Thanks to alert Balloon Juice commenter WereBear, I learned that Rush Limbaugh was possibly caught on film picking his snoot in Patriot owner Robert Kraft’s booth during last night’s Super Bowl. There is much speculation about it on the Google: Did he or didn’t he shove his finger knuckle-deep into his nostril in full view of all the swells in the skybox, including Steven Tyler?
Deadspin has a pretty definitive photo here. However, some wingnut site called the “Daily Rushbo” gives the clip the Zapruder treatment and concludes that no nose-picking occurred. Not content to rely on the analysis of someone daft enough to run a Limbaugh fan site, I used advanced digital still analysis techniques and found that the truth is far worse than the original rumor.

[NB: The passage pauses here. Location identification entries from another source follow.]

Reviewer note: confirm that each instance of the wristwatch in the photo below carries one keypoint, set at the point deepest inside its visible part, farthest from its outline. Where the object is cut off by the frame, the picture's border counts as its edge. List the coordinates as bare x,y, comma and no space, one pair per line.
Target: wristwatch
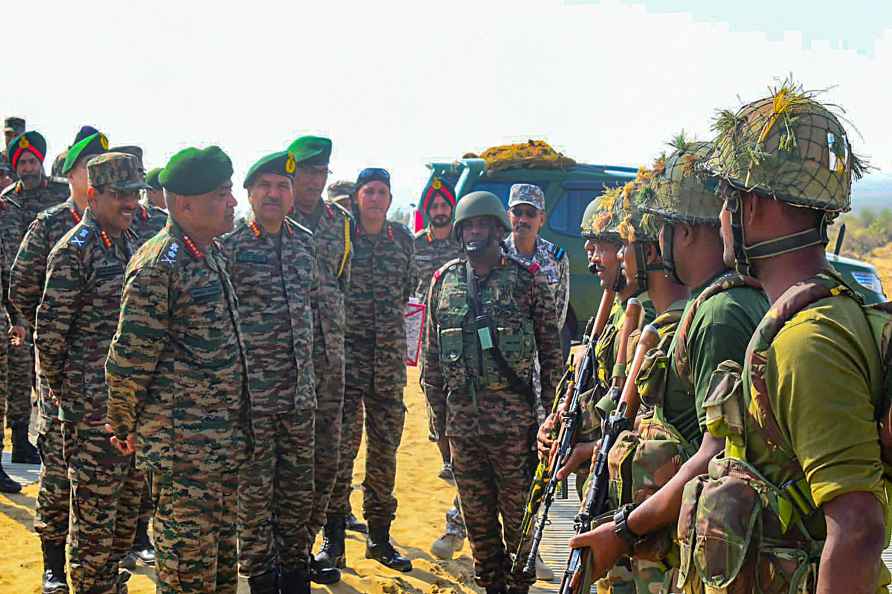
621,525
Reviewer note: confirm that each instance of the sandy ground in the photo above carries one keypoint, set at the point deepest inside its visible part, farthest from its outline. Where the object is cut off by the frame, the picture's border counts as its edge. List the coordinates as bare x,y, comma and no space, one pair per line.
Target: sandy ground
423,501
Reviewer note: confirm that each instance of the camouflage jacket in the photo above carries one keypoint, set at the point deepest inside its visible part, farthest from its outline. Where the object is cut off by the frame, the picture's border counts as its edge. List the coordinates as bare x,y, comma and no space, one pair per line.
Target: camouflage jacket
478,399
555,266
176,369
29,269
431,254
75,325
147,222
275,278
332,228
383,277
18,207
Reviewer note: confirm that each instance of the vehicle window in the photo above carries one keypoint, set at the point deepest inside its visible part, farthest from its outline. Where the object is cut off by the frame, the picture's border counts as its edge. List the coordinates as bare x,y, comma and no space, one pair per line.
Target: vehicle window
566,216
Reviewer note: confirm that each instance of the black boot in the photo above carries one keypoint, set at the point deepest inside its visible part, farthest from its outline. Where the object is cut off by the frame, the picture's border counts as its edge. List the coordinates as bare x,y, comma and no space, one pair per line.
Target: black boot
266,583
7,485
332,553
22,450
354,525
378,547
54,568
322,574
142,546
294,582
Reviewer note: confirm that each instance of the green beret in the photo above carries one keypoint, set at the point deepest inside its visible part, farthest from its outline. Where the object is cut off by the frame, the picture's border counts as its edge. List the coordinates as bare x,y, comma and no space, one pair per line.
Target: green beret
32,142
311,150
152,178
194,171
94,144
280,163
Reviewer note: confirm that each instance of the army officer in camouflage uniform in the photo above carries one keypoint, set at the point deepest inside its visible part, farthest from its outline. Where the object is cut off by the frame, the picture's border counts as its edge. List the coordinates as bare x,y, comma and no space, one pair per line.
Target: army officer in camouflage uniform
177,378
85,276
478,371
272,261
383,277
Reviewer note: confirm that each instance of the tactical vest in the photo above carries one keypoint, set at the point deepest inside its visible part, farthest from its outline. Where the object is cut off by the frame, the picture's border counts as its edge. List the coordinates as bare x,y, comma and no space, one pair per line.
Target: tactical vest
738,531
465,365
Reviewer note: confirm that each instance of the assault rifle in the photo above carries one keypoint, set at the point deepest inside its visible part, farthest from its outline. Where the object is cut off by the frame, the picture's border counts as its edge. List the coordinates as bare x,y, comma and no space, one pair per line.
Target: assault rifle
575,384
596,498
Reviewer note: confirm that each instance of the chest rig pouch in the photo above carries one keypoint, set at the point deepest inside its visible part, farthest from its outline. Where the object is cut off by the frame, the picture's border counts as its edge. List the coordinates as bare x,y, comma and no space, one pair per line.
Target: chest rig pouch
737,530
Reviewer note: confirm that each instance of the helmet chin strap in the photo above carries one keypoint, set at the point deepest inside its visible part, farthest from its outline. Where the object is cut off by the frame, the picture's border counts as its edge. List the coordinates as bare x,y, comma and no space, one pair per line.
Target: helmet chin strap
668,253
745,254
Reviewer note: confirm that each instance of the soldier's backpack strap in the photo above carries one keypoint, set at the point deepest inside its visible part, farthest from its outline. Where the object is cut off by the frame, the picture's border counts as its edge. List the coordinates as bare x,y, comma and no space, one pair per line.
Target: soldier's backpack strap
725,283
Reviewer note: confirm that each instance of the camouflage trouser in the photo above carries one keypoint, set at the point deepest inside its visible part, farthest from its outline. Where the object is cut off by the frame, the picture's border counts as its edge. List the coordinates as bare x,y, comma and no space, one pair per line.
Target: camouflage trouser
20,369
329,411
53,495
385,415
195,531
493,474
275,494
105,495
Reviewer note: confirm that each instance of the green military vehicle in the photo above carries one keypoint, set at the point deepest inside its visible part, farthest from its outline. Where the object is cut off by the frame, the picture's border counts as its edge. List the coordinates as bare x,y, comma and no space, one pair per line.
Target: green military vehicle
569,187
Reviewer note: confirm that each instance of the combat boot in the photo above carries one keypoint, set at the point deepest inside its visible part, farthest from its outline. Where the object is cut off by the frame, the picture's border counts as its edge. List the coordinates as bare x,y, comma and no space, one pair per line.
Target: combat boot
265,583
143,549
294,582
332,553
7,485
54,581
352,524
22,450
378,547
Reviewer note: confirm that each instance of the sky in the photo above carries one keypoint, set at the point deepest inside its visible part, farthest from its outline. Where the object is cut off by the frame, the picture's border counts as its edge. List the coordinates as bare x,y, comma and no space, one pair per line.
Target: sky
399,84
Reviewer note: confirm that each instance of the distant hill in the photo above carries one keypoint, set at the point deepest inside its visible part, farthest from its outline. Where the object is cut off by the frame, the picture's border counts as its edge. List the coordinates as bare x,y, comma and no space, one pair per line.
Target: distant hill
873,192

First, here’s the Deadspin still:
And here’s a detailed view of Limbaugh in mid-pick — the enhanced image clearly shows a viscous, green glob of mucus dangling from his index finger:
And a couple of frames later, the horrible truth is revealed: Not only did Limbaugh extract a slimy, revolting booger from his snout, he disposed of it by wiping it on the back of his host, Mr. Kraft.
Jesus, that’s disgusting. But it kind of puts the NFL ownership’s rejection of Limbaugh’s bid to join their little club in a new light, doesn’t it? It’s not that the owners were put off by Limbaugh’s constant race-baiting and misogyny; it’s just that he’s one crass motherfucker.